Jumlah informasi palsu di media sosial juga dapat meningkat karena semakin sedikitnya keragaman pandangan yang beredar, kata Judith Möller. Penyebabnya adalah maraknya budaya percakapan beracun yang sarat hinaan dan ujaran kebencian. "Akibatnya, kelompok tertentu menjauh dari diskusi. Hanya mereka yang mampu menghadapi budaya percakapan yang beracun ini yang terus berpartisipasi."

Diskursus media sosial cerminan pendapat masyarakat?

"Suka atau tidak, diskusi di media sosial tidak boleh diabaikan, kata Philipp Müller, penasihat akademis di Institut Studi Media dan Komunikasi di Universitas Mannheim, tapi juga tidak dilebihkan.

"Media sosial menyajikan pandangan yang menyimpang tentang realitas dengan cara tertentu. Sering kali, posisi yang selama ini diabaikan justru terlalu ditekankan dan terlihat lebih dominan daripada realita di masyarakat secara keseluruhan." Hal ini juga berlaku untuk gerakan progresif dalam beberapa tahun terakhir, seperti toleransi terhadap identitas gender yang berbeda.

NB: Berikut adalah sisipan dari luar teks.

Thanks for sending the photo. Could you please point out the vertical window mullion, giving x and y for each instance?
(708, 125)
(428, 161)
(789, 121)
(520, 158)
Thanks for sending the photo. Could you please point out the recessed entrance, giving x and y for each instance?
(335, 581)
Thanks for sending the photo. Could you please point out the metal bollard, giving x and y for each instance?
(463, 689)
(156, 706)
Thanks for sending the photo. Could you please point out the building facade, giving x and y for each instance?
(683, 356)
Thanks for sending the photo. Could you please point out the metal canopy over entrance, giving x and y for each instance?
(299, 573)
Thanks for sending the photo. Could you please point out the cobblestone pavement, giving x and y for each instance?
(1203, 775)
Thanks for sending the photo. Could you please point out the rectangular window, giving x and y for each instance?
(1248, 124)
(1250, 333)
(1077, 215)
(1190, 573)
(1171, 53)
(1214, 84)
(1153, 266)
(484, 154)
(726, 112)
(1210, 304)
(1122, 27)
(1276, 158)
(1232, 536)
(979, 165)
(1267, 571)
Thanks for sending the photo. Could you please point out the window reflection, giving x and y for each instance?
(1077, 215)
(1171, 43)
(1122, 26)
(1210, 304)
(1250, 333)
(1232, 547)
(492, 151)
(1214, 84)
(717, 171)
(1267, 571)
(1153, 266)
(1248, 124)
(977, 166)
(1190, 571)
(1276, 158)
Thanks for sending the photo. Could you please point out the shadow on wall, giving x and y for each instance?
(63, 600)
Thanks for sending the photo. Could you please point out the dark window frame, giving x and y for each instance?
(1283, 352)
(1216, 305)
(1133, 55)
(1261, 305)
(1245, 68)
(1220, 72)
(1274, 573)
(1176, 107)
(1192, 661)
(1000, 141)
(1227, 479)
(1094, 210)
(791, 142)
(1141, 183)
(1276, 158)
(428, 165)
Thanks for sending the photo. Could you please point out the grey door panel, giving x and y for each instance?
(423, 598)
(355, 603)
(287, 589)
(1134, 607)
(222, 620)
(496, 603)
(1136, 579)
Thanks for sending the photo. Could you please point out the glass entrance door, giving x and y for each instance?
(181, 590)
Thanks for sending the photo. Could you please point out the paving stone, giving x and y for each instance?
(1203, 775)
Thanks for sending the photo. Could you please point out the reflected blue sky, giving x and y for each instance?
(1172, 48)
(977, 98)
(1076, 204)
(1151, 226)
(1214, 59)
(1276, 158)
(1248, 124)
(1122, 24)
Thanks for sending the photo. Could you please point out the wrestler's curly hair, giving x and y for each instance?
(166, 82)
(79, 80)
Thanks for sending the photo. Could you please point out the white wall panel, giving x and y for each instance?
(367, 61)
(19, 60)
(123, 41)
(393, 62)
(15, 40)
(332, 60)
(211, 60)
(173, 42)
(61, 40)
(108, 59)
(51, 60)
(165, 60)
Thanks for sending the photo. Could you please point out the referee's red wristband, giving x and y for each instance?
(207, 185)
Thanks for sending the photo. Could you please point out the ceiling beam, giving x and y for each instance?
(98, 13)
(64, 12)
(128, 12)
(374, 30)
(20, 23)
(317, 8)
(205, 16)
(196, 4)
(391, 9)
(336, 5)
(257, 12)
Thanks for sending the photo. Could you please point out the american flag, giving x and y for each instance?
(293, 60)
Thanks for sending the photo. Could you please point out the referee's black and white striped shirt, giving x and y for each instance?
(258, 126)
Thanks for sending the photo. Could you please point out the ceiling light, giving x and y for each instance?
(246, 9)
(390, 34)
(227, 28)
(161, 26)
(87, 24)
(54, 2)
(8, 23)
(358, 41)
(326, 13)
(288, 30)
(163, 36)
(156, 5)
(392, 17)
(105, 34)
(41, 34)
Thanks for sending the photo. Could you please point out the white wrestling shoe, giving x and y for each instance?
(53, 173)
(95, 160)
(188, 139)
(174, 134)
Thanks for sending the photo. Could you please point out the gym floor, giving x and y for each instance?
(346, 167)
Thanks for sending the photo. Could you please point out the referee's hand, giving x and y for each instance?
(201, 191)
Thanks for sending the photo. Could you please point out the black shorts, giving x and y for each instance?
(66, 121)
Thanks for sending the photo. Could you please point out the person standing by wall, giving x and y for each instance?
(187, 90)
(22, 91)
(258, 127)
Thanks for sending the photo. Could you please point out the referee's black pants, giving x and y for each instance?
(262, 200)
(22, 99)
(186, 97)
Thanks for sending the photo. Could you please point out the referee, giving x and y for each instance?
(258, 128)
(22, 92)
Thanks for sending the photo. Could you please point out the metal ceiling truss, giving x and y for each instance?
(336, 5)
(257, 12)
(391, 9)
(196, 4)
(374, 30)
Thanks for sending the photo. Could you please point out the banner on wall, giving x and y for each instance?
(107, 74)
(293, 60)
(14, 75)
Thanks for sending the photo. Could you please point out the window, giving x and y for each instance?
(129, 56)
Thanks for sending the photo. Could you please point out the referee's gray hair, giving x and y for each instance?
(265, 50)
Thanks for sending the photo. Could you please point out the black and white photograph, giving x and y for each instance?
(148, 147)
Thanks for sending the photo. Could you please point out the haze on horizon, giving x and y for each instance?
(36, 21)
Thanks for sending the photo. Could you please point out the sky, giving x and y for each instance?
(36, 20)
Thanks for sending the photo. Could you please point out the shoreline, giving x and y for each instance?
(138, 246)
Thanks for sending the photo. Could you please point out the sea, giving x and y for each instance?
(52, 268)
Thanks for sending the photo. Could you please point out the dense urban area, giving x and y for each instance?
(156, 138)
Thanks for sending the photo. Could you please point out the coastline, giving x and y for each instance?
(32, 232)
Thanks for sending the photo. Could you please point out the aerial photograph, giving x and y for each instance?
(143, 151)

Andreas Jungherr melihat media sosial sebagai semacam ujian bagi demokrasi. Media digital membuat garis pertentangan antara berbagai posisi dalam masyarakat terlihat lebih jelas. Namun, ia tidak menggambarkan garis tersebut dengan tepat.

Itulah sebabnya, pengguna diminta mempertanyakan ulang, "apakah ini benar-benar masalah bagi masyarakat secara keseluruhan? Apa fakta-fakta tentang hal ini? "Dan jika ini benar-benar masalah, dapatkah kita menyelesaikannya secara politis?," tanya dia.

Namun jika suatu masyarakat menekan pembahasan sebuah masalah, alih-alih menyelesaikan dan menempatkannya dalam konteks, maka, kata Jungherr, "demokrasi telah kehilangan kesempatan."